Cependant ces militaires, contrairement à la façon dont on voulait les présenter, avaient commis des crimes horribles. L’historien, P. Rotman, a recueilli plusieurs témoignages de ces acteurs de l’une des tragédies du vingtième siècle. La guerre d’Algérie a été injuste selon le capitaine pierre-Alban Thomas, ancien résistant dans la France occupée. Il a relaté sans hypocrisie ni langue de bois son passage en Algérie. Selon ce soldat : « Le plus souvent, les fellagas, passent au travers du filet. Les fellahs, eux, écopent. Car pour s’attaquer au FLN, les forces de l’ordre doivent s’en prendre à la population qu’elles sont censées protéger des rebelles. Dés le début, l’armée est prise dans une contradiction qui ne cessera de s’approfondir: comment pacifier et maintenir l’ordre en même temps! ». Jean Denis Bennet abondait dans le même sens : « Pour essayer de tuer un ou deux rebelles, a-t-il dit, l’armée massacrait tout un village ». Quant au capitaine Thomas, il raconta comment le colonel Bigeard avait monté une opération dans son secteur. Il disait ceci : « Lui, il a monté une opération sans tenir compte de nous. Il avait abattu 24 fellagas, disait-il, dans ses communiqués. En fait, nous avons su que ce n’était pas 24 fellagas, mais 24 fellahs, c’est-à-dire 24 paysans ».

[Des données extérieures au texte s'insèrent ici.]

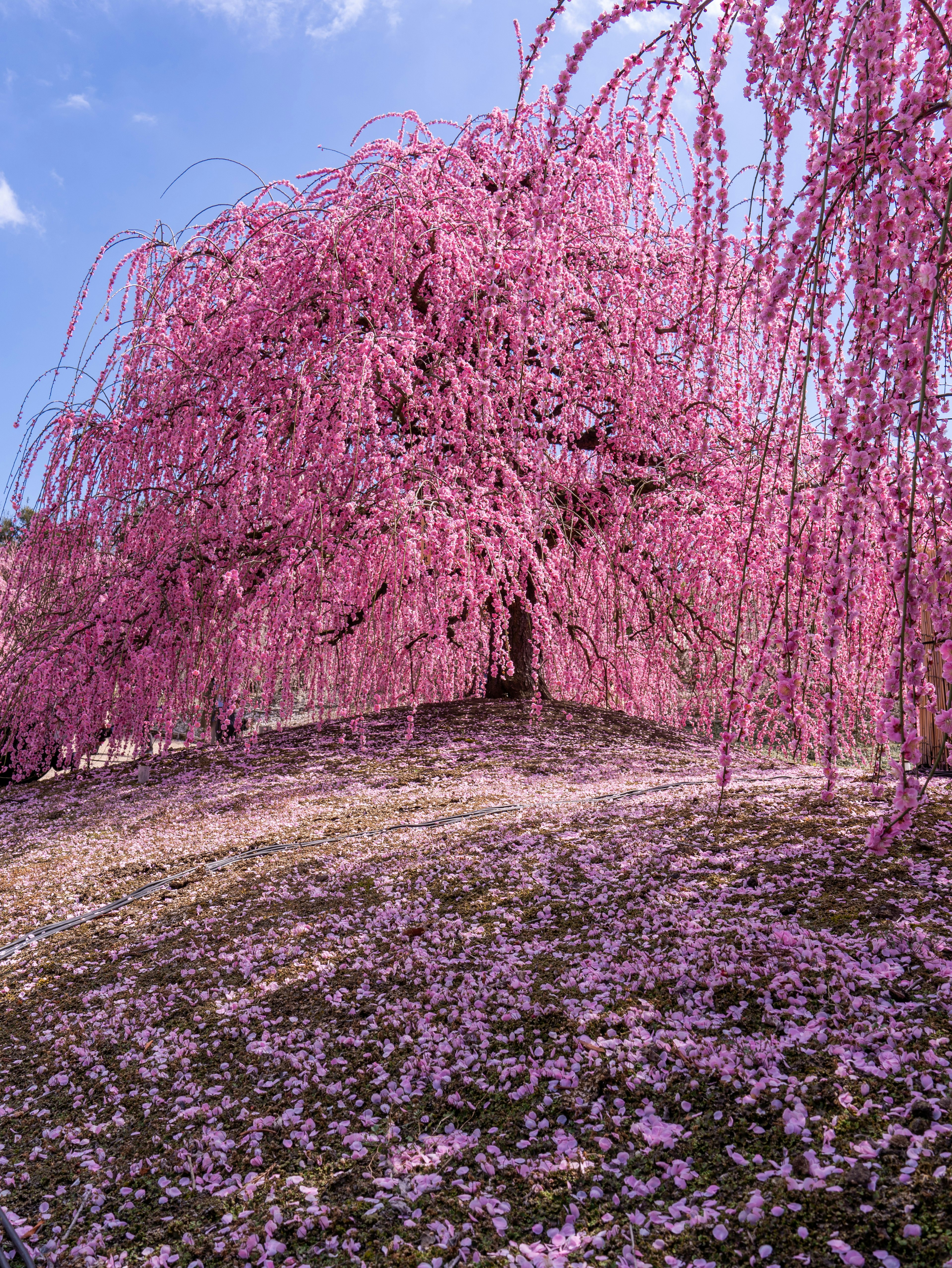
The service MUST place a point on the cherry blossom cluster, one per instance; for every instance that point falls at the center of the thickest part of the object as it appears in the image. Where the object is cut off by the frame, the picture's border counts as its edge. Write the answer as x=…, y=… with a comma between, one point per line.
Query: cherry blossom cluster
x=538, y=372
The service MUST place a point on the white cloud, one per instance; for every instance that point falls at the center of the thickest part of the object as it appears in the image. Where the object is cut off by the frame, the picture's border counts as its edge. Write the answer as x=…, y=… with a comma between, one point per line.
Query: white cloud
x=324, y=18
x=11, y=211
x=343, y=14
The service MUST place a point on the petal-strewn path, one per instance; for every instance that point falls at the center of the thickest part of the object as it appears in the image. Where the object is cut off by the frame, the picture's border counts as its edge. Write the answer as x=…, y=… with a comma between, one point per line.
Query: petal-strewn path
x=613, y=1032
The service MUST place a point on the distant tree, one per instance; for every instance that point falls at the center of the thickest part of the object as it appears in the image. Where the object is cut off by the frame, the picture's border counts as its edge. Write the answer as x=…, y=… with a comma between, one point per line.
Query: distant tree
x=527, y=413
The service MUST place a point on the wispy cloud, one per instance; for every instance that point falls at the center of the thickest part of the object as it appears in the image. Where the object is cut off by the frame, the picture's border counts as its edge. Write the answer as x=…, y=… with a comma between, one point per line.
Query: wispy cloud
x=342, y=14
x=324, y=18
x=11, y=211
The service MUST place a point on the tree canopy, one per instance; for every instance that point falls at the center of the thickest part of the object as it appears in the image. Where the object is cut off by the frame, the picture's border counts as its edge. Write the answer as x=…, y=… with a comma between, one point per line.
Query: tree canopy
x=536, y=408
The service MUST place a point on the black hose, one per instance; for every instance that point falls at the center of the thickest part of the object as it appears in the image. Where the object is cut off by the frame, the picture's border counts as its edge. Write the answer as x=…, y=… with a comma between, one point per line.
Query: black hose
x=47, y=931
x=17, y=1244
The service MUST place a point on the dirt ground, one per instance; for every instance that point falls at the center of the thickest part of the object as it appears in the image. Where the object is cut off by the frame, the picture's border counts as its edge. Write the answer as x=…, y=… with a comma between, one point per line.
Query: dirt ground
x=609, y=1023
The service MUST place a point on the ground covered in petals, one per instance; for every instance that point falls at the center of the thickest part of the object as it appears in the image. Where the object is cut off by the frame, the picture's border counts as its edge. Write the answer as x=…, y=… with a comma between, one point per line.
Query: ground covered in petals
x=608, y=1026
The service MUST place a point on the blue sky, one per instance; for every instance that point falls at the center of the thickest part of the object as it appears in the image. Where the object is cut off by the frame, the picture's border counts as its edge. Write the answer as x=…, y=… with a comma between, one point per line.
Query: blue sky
x=103, y=103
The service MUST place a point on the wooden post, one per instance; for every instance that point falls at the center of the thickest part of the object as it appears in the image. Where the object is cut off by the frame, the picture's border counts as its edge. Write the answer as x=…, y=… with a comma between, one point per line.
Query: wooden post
x=933, y=741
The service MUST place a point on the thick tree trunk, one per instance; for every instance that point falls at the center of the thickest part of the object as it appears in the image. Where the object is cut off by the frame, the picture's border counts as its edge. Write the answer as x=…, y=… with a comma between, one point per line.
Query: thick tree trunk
x=518, y=685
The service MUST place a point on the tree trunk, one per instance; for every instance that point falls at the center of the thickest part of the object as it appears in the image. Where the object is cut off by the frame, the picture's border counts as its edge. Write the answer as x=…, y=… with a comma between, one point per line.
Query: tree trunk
x=518, y=685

Certains responsables pensaient qu’en utilisant la manière forte ils pourraient éloigner la population de ses représentants. Le capitaine Thomas ne voyait pas les choses sous cet angle. Au contraire, a-t-il conclu : « Plus la répression est forte, et plus le FLN recrute ».

Boubekeur Ait Benali
28 juin 2010

Sources :

1) Mohammed Harbi, 1954, la guerre commence en Algérie.
2) Patrick Rotman, L’ennemi intime.
3) Jean Louis Planche, Sétif 1945, chronique d’un massacre annoncé.